Lain waktu, Rizky sakit. Arshan langsung datang menjenguk sahabatnya itu. Padahal saat itu masih di jam perkuliahan.
“Dari mana elu tahu gue sakit, Bro?”
“Nggak penting juga. Si Rasti udah ke sini?” tanya Arshan sambil menempelkan punggung tangan ke kening Rizky.
Rizky geleng kepala. Rasti itu pacar Rizky yang baru.
“Dia tahu elu sakit?”
“Tahu. Pulang kuliah ntar dia ke sini katanya…”
“Ohhh… Elu udah minum obat?”
“Udah semalam.”
“Pagi ini belum ya?”
“Belum.”
“Makan udah belum?”
“Belum juga.”
“Ya udah. Ini gue bawain nasi buat elu,” kata Arshan sambil mengeluarkan kotak nasi dari dalam kantong kresek hitam.
“Nggak usah repot-repot, Bro. Si Rasti ntar bakalan ke sini bawain bekal…”
“Kapan dia ke sini? Ntar siang atau ntar sore?
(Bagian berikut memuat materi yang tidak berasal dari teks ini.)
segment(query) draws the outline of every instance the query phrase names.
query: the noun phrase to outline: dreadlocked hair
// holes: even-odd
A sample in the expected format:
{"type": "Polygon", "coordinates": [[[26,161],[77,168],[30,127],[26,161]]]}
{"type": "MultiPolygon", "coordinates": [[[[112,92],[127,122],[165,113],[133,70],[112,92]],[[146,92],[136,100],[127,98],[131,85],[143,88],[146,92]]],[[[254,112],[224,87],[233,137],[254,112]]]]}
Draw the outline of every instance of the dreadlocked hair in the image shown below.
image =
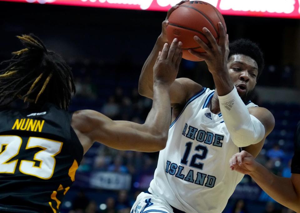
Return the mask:
{"type": "Polygon", "coordinates": [[[19,98],[37,104],[49,102],[67,109],[75,91],[71,68],[33,34],[17,37],[25,48],[1,63],[6,67],[0,70],[0,106],[19,98]]]}

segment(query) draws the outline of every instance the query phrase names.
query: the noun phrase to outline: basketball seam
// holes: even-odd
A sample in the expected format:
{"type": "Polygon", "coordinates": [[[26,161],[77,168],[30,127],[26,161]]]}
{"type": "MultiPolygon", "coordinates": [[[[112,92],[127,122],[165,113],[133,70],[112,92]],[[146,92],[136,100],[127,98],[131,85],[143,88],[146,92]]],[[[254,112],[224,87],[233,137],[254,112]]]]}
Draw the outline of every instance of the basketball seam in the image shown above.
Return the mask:
{"type": "Polygon", "coordinates": [[[174,27],[177,27],[180,28],[182,28],[183,29],[185,29],[186,30],[191,30],[191,31],[193,31],[194,32],[196,32],[196,33],[199,33],[202,35],[203,35],[204,36],[205,36],[205,35],[204,34],[197,30],[195,30],[193,29],[192,29],[192,28],[189,28],[186,27],[183,27],[183,26],[181,26],[180,25],[178,25],[177,24],[173,24],[172,23],[169,23],[169,25],[170,25],[172,26],[174,26],[174,27]]]}
{"type": "Polygon", "coordinates": [[[216,12],[216,13],[217,13],[217,15],[218,17],[219,17],[219,19],[220,20],[220,22],[221,23],[222,23],[222,20],[221,20],[221,18],[220,18],[220,16],[219,15],[218,12],[217,12],[217,10],[216,10],[216,8],[212,5],[211,5],[210,4],[209,5],[212,6],[212,8],[214,10],[215,12],[216,12]]]}
{"type": "Polygon", "coordinates": [[[184,50],[186,50],[188,49],[198,49],[198,48],[202,48],[202,47],[201,46],[199,46],[199,47],[193,47],[189,48],[181,48],[181,49],[183,49],[184,50]]]}
{"type": "MultiPolygon", "coordinates": [[[[210,23],[210,25],[212,25],[212,26],[213,28],[215,30],[215,31],[216,31],[216,33],[217,33],[217,34],[218,36],[218,37],[219,37],[220,36],[220,35],[219,35],[219,33],[218,32],[218,31],[217,30],[217,29],[216,28],[216,27],[214,26],[213,24],[212,23],[212,20],[211,20],[206,15],[203,13],[201,12],[201,11],[198,9],[197,9],[191,6],[189,6],[189,5],[182,5],[180,7],[184,7],[186,8],[189,8],[191,9],[193,9],[193,10],[195,10],[197,11],[199,13],[202,15],[208,21],[208,22],[210,23]]],[[[219,17],[218,16],[218,17],[219,18],[220,18],[220,17],[219,17]]]]}

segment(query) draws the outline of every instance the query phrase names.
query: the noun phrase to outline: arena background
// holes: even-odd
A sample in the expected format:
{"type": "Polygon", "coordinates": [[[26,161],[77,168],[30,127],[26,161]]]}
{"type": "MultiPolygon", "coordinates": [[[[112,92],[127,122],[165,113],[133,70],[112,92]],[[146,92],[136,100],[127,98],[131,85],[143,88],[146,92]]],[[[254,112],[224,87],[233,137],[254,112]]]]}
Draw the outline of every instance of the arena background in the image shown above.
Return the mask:
{"type": "MultiPolygon", "coordinates": [[[[72,68],[77,93],[70,110],[91,109],[113,119],[142,123],[152,101],[138,95],[139,76],[166,15],[0,1],[0,60],[9,58],[12,52],[21,48],[15,36],[33,33],[72,68]]],[[[294,131],[300,120],[300,20],[224,18],[230,41],[250,39],[264,53],[266,66],[252,101],[271,111],[276,125],[257,159],[276,174],[289,177],[294,131]]],[[[214,87],[204,62],[183,60],[178,77],[214,87]]],[[[137,195],[147,190],[158,156],[158,153],[119,151],[95,143],[84,157],[61,212],[129,212],[137,195]]],[[[241,213],[293,212],[272,199],[247,175],[223,212],[234,212],[236,205],[245,206],[235,212],[241,213]]]]}

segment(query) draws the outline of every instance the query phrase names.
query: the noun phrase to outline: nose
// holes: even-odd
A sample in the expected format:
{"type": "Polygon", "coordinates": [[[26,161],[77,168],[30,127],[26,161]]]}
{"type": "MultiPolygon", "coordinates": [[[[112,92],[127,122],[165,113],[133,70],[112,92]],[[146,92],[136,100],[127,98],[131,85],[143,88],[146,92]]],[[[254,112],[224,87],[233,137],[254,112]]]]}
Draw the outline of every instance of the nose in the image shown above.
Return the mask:
{"type": "Polygon", "coordinates": [[[249,74],[247,71],[243,71],[241,72],[241,75],[240,75],[240,80],[245,81],[247,83],[249,81],[250,79],[250,77],[249,76],[249,74]]]}

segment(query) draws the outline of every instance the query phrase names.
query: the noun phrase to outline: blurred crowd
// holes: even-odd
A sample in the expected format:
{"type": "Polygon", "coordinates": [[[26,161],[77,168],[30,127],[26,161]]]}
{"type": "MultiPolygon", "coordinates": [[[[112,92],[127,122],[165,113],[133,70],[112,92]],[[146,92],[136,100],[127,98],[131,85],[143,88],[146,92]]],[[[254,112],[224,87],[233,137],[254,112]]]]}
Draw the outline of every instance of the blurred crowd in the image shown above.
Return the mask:
{"type": "MultiPolygon", "coordinates": [[[[184,61],[182,66],[182,70],[191,75],[195,75],[195,70],[199,68],[196,64],[187,61],[184,61]]],[[[71,103],[71,110],[92,109],[113,119],[144,122],[151,108],[152,101],[138,94],[137,88],[140,67],[124,61],[116,64],[88,62],[72,66],[74,68],[77,92],[71,103]]],[[[278,69],[274,66],[267,66],[262,80],[264,81],[268,76],[279,74],[278,69]]],[[[284,72],[280,73],[282,76],[276,78],[285,78],[283,84],[289,81],[291,82],[292,69],[286,66],[283,69],[284,72]]],[[[179,76],[182,74],[180,73],[179,76]]],[[[282,86],[291,85],[288,84],[282,86]]],[[[259,98],[256,97],[254,102],[259,101],[259,98]]],[[[290,177],[293,131],[297,121],[300,120],[300,117],[297,115],[300,106],[292,104],[259,104],[271,111],[276,124],[266,140],[257,160],[275,174],[290,177]],[[294,113],[296,112],[297,113],[294,113]]],[[[141,191],[147,190],[153,177],[158,157],[158,153],[119,151],[95,143],[83,157],[77,172],[74,187],[67,194],[62,204],[61,213],[129,213],[137,196],[141,191]],[[92,178],[93,174],[102,172],[129,175],[131,178],[130,186],[112,190],[102,189],[101,186],[94,187],[88,183],[89,180],[92,178]]],[[[224,212],[292,212],[276,203],[259,188],[250,176],[245,175],[224,212]],[[251,194],[253,192],[255,193],[251,194]],[[247,193],[249,196],[242,195],[247,193]]]]}

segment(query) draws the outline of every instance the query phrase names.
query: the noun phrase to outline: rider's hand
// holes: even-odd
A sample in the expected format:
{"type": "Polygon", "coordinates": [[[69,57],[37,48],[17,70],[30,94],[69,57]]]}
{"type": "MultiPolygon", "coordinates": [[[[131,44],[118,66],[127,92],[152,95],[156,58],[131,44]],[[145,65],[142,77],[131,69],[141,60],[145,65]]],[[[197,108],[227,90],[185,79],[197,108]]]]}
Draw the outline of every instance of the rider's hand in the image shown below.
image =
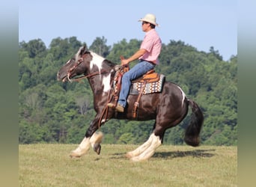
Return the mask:
{"type": "Polygon", "coordinates": [[[124,66],[124,65],[127,65],[129,64],[129,61],[127,59],[122,59],[121,60],[121,65],[124,66]]]}

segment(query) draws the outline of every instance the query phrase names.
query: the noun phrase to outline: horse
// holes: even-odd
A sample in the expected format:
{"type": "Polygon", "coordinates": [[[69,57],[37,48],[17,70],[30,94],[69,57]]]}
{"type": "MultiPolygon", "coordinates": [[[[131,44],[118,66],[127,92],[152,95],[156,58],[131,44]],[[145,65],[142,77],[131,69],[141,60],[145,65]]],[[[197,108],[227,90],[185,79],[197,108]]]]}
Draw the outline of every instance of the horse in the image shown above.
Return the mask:
{"type": "MultiPolygon", "coordinates": [[[[109,95],[113,92],[115,67],[115,64],[88,50],[85,46],[82,46],[57,73],[57,80],[63,82],[87,79],[94,94],[95,117],[91,122],[80,144],[71,152],[70,156],[72,158],[85,155],[91,146],[97,154],[100,153],[100,143],[103,135],[97,131],[107,120],[114,118],[135,120],[132,116],[132,110],[138,96],[128,96],[124,113],[107,107],[109,95]]],[[[133,162],[149,159],[162,144],[166,129],[178,125],[187,115],[189,106],[192,108],[192,114],[189,124],[185,129],[184,141],[188,145],[197,147],[200,144],[204,115],[195,101],[187,98],[177,85],[167,81],[163,83],[161,92],[143,94],[139,100],[139,113],[135,120],[155,120],[153,128],[147,141],[135,150],[127,153],[125,156],[133,162]]]]}

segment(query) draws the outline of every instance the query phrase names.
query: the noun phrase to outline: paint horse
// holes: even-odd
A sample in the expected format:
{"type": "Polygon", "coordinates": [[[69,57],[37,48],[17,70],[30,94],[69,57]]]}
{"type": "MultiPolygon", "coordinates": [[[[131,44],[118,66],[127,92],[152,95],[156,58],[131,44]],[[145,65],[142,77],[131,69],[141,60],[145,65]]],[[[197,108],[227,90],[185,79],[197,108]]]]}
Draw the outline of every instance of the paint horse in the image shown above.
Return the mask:
{"type": "MultiPolygon", "coordinates": [[[[58,80],[64,82],[87,78],[94,94],[95,118],[91,121],[80,144],[71,152],[71,157],[82,156],[91,146],[95,152],[100,153],[103,133],[96,131],[108,120],[134,120],[132,110],[138,96],[128,96],[124,113],[108,108],[106,105],[109,102],[109,95],[113,92],[113,79],[116,72],[115,67],[115,64],[91,51],[88,51],[84,46],[58,72],[58,80]],[[79,76],[82,77],[77,78],[79,76]],[[106,117],[103,117],[103,115],[106,115],[106,117]]],[[[153,132],[146,142],[135,150],[128,152],[126,156],[134,162],[150,159],[156,148],[162,144],[165,130],[177,126],[184,119],[189,106],[192,108],[192,114],[189,124],[185,131],[184,141],[188,145],[196,147],[200,143],[199,135],[204,116],[195,102],[189,99],[178,85],[170,82],[163,83],[160,93],[142,95],[138,103],[139,113],[136,120],[155,120],[153,132]]]]}

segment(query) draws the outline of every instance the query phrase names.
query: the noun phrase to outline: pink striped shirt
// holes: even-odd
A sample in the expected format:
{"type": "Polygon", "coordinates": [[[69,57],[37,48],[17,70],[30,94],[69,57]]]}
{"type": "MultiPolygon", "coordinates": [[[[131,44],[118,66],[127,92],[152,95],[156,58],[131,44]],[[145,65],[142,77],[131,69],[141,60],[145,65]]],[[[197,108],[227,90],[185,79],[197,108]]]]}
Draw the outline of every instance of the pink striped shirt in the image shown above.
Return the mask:
{"type": "Polygon", "coordinates": [[[162,48],[162,41],[155,29],[146,32],[144,40],[141,44],[140,49],[144,49],[147,52],[138,59],[143,59],[147,61],[152,61],[159,64],[158,56],[160,54],[162,48]]]}

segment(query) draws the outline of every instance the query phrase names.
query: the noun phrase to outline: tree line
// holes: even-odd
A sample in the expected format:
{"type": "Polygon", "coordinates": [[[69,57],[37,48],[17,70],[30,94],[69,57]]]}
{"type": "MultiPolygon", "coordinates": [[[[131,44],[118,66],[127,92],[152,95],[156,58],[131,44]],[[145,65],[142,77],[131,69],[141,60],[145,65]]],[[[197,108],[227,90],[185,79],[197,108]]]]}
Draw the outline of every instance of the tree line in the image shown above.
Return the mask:
{"type": "MultiPolygon", "coordinates": [[[[88,48],[117,64],[140,46],[136,39],[106,45],[97,37],[88,48]]],[[[56,73],[80,46],[76,37],[52,40],[47,48],[40,39],[19,43],[19,142],[79,143],[95,112],[88,81],[57,82],[56,73]]],[[[204,115],[201,142],[208,145],[237,144],[237,56],[228,61],[218,50],[200,52],[183,41],[162,44],[156,71],[179,85],[204,115]]],[[[131,66],[136,62],[132,62],[131,66]]],[[[178,126],[166,131],[164,144],[183,144],[189,113],[178,126]]],[[[153,120],[111,120],[100,129],[108,144],[141,144],[150,134],[153,120]]]]}

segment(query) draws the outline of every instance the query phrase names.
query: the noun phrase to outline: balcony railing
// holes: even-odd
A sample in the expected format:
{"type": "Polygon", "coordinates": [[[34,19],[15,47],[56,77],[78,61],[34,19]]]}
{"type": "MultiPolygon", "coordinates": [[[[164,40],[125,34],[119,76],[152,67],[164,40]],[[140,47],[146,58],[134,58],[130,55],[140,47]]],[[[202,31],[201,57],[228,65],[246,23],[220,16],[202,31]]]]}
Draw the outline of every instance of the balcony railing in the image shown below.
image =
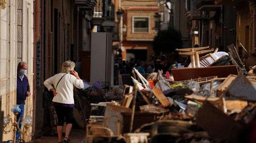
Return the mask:
{"type": "Polygon", "coordinates": [[[136,33],[148,33],[148,28],[134,27],[133,28],[133,32],[136,33]]]}
{"type": "Polygon", "coordinates": [[[195,0],[194,2],[196,9],[205,5],[215,5],[214,0],[195,0]]]}
{"type": "Polygon", "coordinates": [[[94,7],[93,17],[102,17],[103,15],[102,6],[103,3],[102,0],[97,0],[97,3],[94,7]]]}

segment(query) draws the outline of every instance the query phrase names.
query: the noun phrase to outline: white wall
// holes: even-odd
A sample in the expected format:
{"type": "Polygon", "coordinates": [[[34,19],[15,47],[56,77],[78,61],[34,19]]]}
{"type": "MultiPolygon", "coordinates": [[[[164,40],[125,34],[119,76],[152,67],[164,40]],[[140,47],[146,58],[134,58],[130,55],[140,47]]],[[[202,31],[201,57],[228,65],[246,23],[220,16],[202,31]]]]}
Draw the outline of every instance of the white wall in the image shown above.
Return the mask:
{"type": "MultiPolygon", "coordinates": [[[[17,1],[6,1],[6,8],[0,10],[0,97],[2,98],[1,110],[5,115],[14,115],[10,110],[16,104],[16,84],[17,54],[22,55],[22,61],[28,63],[27,75],[30,86],[31,96],[26,101],[29,110],[25,115],[32,115],[33,53],[33,2],[23,0],[22,6],[22,53],[17,53],[17,1]],[[27,11],[28,10],[28,11],[27,11]]],[[[3,140],[12,140],[11,132],[4,134],[3,140]]],[[[26,136],[28,141],[31,137],[26,136]]]]}

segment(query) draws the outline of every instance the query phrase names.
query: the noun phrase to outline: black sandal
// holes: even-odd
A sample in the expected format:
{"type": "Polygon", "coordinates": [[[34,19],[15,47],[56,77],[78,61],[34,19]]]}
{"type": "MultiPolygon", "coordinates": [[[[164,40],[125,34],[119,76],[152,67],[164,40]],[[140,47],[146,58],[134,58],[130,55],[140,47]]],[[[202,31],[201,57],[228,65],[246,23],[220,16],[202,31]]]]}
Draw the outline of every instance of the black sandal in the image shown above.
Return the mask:
{"type": "Polygon", "coordinates": [[[66,137],[65,136],[65,137],[64,137],[64,139],[65,138],[67,138],[67,140],[63,140],[63,142],[64,143],[69,143],[69,141],[70,141],[70,140],[69,140],[69,139],[68,138],[66,137]]]}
Elu udah keburu lemas, Bro…”
Rizky mangut-mangut.
“Udah, ayo makan. Terus obatnya diminum lagi…” kata Arshan sambil menyodorkan kotak nasi ke hadapan Rizky.
“Elu nggak kuliah?”
“Kesehatan sahabat lebih penting bagi gue. Kuliah cuma kek gitu-gitu aja. Besok gue juga bisa kuliah lagi…” terang Arshan sambil mengupas kulit jeruk.
“Ah, elu itu kok baik banget sih? Elu itu malaikat atau apa…” kata Rizky sambil menyendokkan nasi ke mulut dan tersenyum.
“Ah, masa malaikat jaga malaikat sih?” balas Arshan.
Rizky terkekeh. “Elu bisa aja…”
“Gimana makanannya? Enak nggak?”
“Enak.”
“Itu masakan gue.”
“Seharusnya elu jadi celebrity chef, Shan. Pasti bakalan banyak penggemar…”
“Oh ya? Hahaha…”
“Termasuk gue salah satunya. Bakalan jadi fan paling setia, hihihi…”
Arshan terbahak.
“Ya udah, elu silahkan makan. Habisin tuh makanan. Terus minum obatnya. Ini buahnya dimakan juga,” kata Arshan sambil menunjuk Jeruk dan Apel yang tadi ia bawa.
“Elu mo kemana?”
“Gue mo pergi sebentar.”
“Jangan pergi dong…,” rengek Rizky. “Temenin gue aja di sini…”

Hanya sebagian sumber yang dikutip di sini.